The story itself is a little unsatisfying – set up as a murder mystery (if one were to try to assign a genre to this, the best one could do is to call it post-Singularity noir), it’s not a ‘fair play’ mystery – there’s no way one could guess in advance the true reasons behind the murder – but the fun is in the twists and turns it takes to get there. (Also, for those interested in the overall War plotline, some of the themes of the story make for an interesting suggestion as to who Purser-Hallard, at least, believes the Enemy to be).
The one really significant flaw, though, actually comes from the book’s strengths – the City is such a wonderful environment, and such a beguiling mystery, that the climax of the novel, in which all its secrets are revealed, can only be a let-down. (I’m personally going to take the view that we’ve only seen a possible origin of the City).
While it’s not quite up to Book Of The War standards, I’d still say that this was one of the best SF novels I’ve read from the last thirty years.
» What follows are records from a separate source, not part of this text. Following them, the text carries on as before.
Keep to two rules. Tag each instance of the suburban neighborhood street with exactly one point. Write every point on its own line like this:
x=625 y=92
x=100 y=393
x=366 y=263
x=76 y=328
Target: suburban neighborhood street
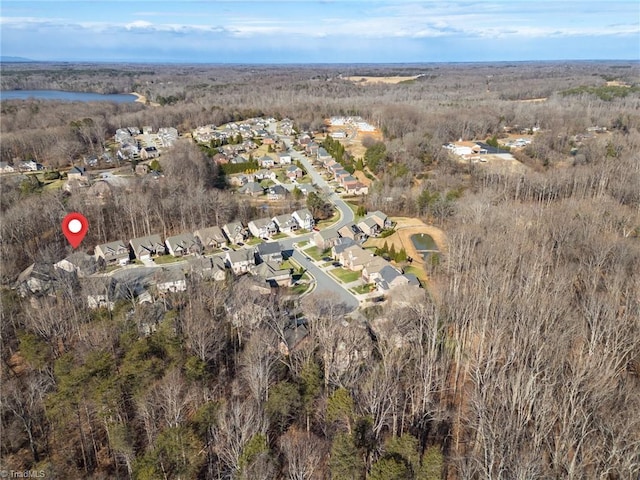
x=140 y=275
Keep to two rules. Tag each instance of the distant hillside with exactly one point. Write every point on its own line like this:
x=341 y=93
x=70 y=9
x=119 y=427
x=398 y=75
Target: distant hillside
x=5 y=59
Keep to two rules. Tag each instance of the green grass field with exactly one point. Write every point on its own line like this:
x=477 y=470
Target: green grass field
x=344 y=275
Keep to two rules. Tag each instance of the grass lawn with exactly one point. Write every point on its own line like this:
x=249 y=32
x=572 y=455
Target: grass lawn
x=344 y=275
x=417 y=271
x=314 y=252
x=300 y=289
x=161 y=260
x=329 y=221
x=360 y=289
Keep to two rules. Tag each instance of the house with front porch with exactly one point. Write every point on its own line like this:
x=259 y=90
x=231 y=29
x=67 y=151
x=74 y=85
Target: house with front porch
x=235 y=232
x=304 y=218
x=112 y=253
x=286 y=223
x=144 y=248
x=211 y=237
x=240 y=261
x=183 y=244
x=262 y=227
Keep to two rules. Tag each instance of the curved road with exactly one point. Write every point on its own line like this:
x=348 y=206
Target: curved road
x=325 y=284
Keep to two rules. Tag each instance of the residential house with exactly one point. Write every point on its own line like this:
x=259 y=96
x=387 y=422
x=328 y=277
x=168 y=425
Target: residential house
x=369 y=227
x=306 y=189
x=354 y=187
x=253 y=189
x=266 y=161
x=78 y=263
x=341 y=174
x=352 y=231
x=78 y=173
x=240 y=261
x=183 y=244
x=304 y=218
x=235 y=232
x=284 y=158
x=149 y=152
x=238 y=180
x=325 y=239
x=264 y=174
x=273 y=274
x=36 y=279
x=381 y=219
x=374 y=267
x=262 y=227
x=144 y=248
x=340 y=245
x=293 y=172
x=312 y=148
x=31 y=166
x=220 y=159
x=355 y=258
x=239 y=159
x=102 y=292
x=277 y=192
x=268 y=252
x=323 y=155
x=389 y=278
x=170 y=280
x=286 y=223
x=112 y=253
x=211 y=237
x=208 y=268
x=6 y=168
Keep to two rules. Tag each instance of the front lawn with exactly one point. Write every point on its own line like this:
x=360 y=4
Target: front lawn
x=314 y=252
x=163 y=259
x=344 y=275
x=360 y=289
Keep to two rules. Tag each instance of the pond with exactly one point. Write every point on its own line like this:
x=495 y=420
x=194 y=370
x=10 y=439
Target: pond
x=62 y=96
x=425 y=246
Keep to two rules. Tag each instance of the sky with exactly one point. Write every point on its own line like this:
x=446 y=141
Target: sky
x=328 y=31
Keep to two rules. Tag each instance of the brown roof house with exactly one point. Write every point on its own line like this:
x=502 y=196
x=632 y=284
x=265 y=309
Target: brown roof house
x=144 y=248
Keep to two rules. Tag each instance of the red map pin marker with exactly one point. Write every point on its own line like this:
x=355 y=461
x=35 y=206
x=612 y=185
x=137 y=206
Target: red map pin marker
x=75 y=227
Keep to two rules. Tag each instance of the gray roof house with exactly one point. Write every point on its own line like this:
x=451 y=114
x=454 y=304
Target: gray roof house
x=235 y=232
x=211 y=237
x=286 y=223
x=325 y=238
x=183 y=244
x=269 y=252
x=252 y=188
x=147 y=247
x=273 y=274
x=78 y=263
x=262 y=227
x=304 y=218
x=240 y=261
x=208 y=268
x=112 y=253
x=369 y=226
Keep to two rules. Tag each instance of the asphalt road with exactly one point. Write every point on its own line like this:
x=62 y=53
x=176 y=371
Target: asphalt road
x=325 y=284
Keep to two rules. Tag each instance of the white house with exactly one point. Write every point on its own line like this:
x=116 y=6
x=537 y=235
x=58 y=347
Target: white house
x=304 y=218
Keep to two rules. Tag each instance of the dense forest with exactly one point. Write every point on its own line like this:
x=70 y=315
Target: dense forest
x=522 y=359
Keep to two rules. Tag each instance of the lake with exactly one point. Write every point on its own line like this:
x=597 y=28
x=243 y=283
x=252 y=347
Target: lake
x=62 y=96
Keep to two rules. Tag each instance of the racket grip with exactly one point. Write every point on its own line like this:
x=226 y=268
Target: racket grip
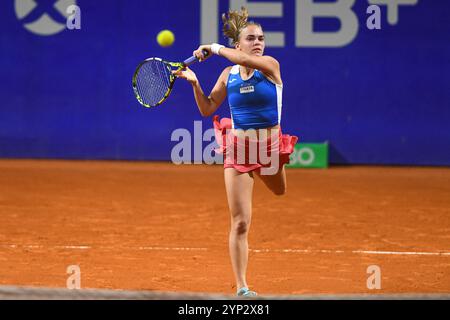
x=193 y=59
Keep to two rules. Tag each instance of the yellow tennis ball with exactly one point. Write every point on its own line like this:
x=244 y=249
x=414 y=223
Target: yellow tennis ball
x=165 y=38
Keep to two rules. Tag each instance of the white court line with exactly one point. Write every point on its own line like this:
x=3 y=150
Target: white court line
x=147 y=248
x=374 y=252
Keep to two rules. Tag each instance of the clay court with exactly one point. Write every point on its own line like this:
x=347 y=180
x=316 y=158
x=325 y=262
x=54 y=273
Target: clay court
x=158 y=226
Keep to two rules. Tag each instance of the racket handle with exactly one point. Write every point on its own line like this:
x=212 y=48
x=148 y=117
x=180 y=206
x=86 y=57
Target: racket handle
x=193 y=59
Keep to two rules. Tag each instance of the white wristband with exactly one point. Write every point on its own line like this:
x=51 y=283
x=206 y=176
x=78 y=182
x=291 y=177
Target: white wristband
x=215 y=47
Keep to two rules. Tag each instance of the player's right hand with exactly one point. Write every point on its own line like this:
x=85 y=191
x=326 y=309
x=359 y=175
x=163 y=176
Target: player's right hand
x=187 y=74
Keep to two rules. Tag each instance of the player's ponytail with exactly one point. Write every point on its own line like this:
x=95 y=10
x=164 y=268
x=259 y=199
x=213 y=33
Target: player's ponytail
x=234 y=23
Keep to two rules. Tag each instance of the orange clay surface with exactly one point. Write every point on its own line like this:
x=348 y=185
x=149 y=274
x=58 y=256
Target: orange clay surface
x=158 y=226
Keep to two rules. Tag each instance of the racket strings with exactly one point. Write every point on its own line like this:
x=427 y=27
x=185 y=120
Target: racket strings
x=153 y=82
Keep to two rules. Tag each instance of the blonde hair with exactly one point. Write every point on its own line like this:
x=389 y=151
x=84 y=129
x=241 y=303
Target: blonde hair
x=235 y=23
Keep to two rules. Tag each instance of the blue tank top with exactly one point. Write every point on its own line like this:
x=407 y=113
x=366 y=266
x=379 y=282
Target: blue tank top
x=254 y=103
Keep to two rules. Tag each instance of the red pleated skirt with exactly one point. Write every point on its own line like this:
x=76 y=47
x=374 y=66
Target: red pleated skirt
x=250 y=153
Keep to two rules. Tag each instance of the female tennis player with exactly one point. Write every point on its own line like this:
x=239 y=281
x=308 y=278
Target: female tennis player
x=253 y=87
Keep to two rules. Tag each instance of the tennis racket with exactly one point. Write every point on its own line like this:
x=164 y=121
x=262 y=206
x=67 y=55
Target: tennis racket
x=153 y=79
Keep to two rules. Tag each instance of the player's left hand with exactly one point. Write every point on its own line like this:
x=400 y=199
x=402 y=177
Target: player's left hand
x=199 y=52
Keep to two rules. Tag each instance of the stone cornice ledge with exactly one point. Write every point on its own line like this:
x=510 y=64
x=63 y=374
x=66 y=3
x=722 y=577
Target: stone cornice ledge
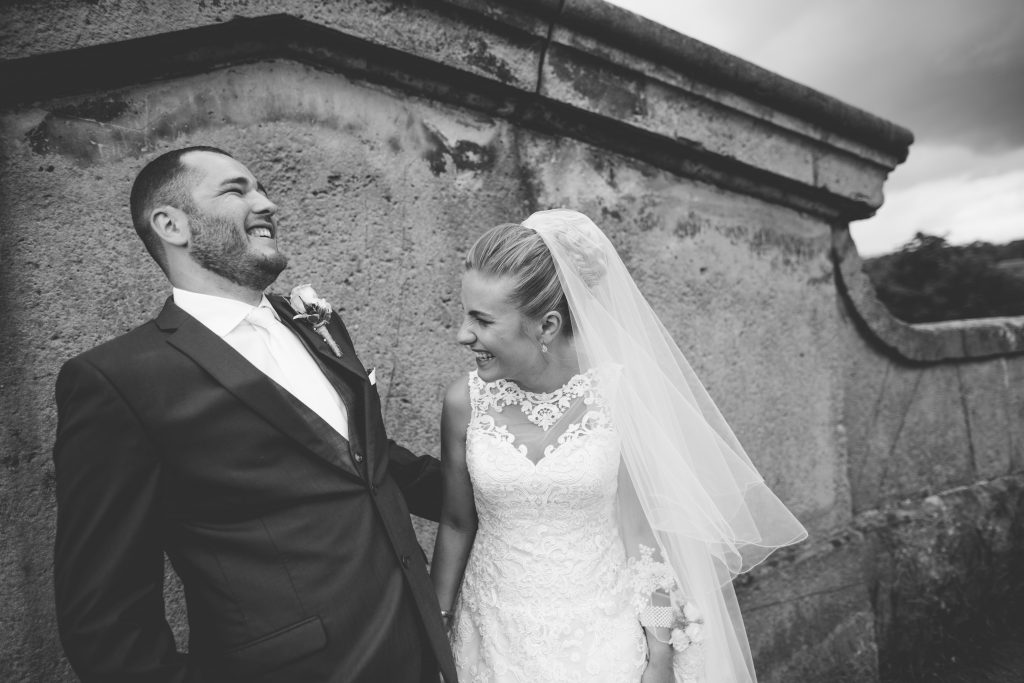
x=579 y=68
x=929 y=343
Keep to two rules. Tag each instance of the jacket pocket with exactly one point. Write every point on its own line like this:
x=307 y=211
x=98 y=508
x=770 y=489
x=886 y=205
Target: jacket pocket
x=276 y=648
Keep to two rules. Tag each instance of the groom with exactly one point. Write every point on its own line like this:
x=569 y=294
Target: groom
x=238 y=441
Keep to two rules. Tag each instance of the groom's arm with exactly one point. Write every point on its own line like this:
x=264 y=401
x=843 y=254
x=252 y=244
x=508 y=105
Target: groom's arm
x=419 y=477
x=109 y=560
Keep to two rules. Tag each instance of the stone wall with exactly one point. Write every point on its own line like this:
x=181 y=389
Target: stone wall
x=391 y=133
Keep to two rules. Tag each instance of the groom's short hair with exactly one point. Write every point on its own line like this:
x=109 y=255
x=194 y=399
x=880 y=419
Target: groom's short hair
x=163 y=180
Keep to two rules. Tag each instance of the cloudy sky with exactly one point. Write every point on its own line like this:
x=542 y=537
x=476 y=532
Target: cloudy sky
x=951 y=71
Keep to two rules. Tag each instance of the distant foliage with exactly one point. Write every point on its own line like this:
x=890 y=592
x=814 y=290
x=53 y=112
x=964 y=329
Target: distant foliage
x=930 y=280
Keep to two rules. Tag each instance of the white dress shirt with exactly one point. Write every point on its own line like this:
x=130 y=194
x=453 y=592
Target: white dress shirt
x=271 y=347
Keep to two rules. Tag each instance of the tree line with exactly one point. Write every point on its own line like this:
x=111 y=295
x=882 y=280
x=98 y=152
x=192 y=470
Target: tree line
x=930 y=280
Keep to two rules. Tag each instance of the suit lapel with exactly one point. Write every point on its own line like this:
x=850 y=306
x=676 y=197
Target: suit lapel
x=360 y=417
x=245 y=382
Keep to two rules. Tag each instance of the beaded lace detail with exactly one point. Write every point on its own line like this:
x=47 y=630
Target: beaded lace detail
x=547 y=593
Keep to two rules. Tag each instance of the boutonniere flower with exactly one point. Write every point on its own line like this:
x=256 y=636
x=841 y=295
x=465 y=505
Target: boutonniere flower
x=314 y=310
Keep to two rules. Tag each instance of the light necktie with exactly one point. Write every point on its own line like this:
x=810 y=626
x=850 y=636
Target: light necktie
x=283 y=357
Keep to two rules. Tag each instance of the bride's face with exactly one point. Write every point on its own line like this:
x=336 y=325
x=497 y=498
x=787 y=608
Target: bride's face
x=504 y=340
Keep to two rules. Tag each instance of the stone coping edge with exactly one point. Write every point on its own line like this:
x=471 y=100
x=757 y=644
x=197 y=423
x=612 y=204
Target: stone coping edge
x=924 y=343
x=649 y=39
x=108 y=67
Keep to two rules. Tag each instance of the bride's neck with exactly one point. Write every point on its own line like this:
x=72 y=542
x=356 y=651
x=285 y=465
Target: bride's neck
x=557 y=367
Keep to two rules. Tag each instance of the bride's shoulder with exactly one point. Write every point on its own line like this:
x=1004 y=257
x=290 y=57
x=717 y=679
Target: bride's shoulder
x=457 y=394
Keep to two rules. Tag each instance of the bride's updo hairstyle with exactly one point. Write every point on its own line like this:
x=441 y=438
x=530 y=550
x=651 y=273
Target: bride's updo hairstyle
x=510 y=250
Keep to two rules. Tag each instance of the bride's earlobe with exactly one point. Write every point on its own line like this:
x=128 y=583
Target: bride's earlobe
x=551 y=325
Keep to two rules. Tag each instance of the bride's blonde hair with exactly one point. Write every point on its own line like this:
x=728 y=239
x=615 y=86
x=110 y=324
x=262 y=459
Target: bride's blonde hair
x=510 y=250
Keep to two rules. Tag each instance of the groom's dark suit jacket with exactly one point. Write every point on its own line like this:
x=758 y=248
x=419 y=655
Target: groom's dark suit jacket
x=294 y=547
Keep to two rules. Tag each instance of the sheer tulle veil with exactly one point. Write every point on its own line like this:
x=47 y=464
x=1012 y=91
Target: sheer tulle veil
x=710 y=510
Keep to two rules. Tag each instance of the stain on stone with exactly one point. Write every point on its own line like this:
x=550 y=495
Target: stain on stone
x=609 y=94
x=469 y=156
x=101 y=110
x=690 y=226
x=84 y=139
x=610 y=213
x=479 y=55
x=434 y=151
x=465 y=155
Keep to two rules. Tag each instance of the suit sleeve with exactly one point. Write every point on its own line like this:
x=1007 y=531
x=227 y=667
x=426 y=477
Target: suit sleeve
x=419 y=478
x=109 y=560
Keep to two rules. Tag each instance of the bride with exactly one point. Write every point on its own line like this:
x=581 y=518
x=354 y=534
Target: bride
x=596 y=504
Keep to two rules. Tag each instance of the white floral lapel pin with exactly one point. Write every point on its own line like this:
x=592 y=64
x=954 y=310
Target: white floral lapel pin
x=314 y=310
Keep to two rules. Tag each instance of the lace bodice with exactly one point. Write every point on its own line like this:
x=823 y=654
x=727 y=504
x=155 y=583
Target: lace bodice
x=545 y=596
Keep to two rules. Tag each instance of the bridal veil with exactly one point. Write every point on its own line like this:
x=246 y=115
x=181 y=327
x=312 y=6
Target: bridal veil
x=689 y=480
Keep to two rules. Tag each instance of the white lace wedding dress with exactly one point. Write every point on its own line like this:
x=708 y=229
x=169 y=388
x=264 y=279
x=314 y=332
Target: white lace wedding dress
x=548 y=593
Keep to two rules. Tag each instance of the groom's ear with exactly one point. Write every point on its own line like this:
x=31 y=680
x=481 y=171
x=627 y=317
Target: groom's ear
x=170 y=224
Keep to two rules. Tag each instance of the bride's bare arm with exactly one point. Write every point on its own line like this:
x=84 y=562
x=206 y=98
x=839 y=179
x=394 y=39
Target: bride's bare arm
x=458 y=522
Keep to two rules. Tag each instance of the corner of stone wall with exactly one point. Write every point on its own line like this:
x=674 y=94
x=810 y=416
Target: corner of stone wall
x=929 y=343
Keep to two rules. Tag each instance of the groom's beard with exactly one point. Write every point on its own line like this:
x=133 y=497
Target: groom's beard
x=219 y=247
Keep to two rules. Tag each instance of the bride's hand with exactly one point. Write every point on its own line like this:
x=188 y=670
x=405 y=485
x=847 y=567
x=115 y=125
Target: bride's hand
x=657 y=672
x=659 y=663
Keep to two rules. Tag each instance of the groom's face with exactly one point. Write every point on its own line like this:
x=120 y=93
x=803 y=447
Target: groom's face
x=232 y=223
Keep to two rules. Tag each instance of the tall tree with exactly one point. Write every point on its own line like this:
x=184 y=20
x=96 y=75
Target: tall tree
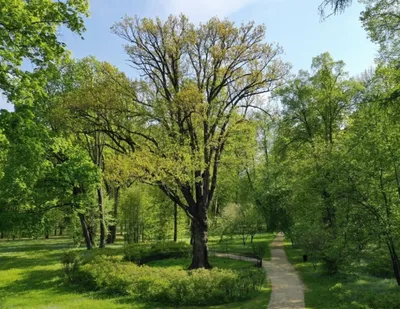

And for those who, reading this, are uninterested because they aren’t Doctor Who fans, don’t be – the links between Doctor Who and this novel are so tenuous that the traces of Who in there are practically homeopathic. Everything you need to know is set out in the book itself, though it almost certainly would lose something without reading The Book Of The War first.
The Faction Paradox novels are published by Mad Norwegian, and after having read this and the Book Of The War, I have absolutely no hesitation in recommending them to anyone who reads my blog. I’ll certainly be picking up all the remaining novels as quickly as I can.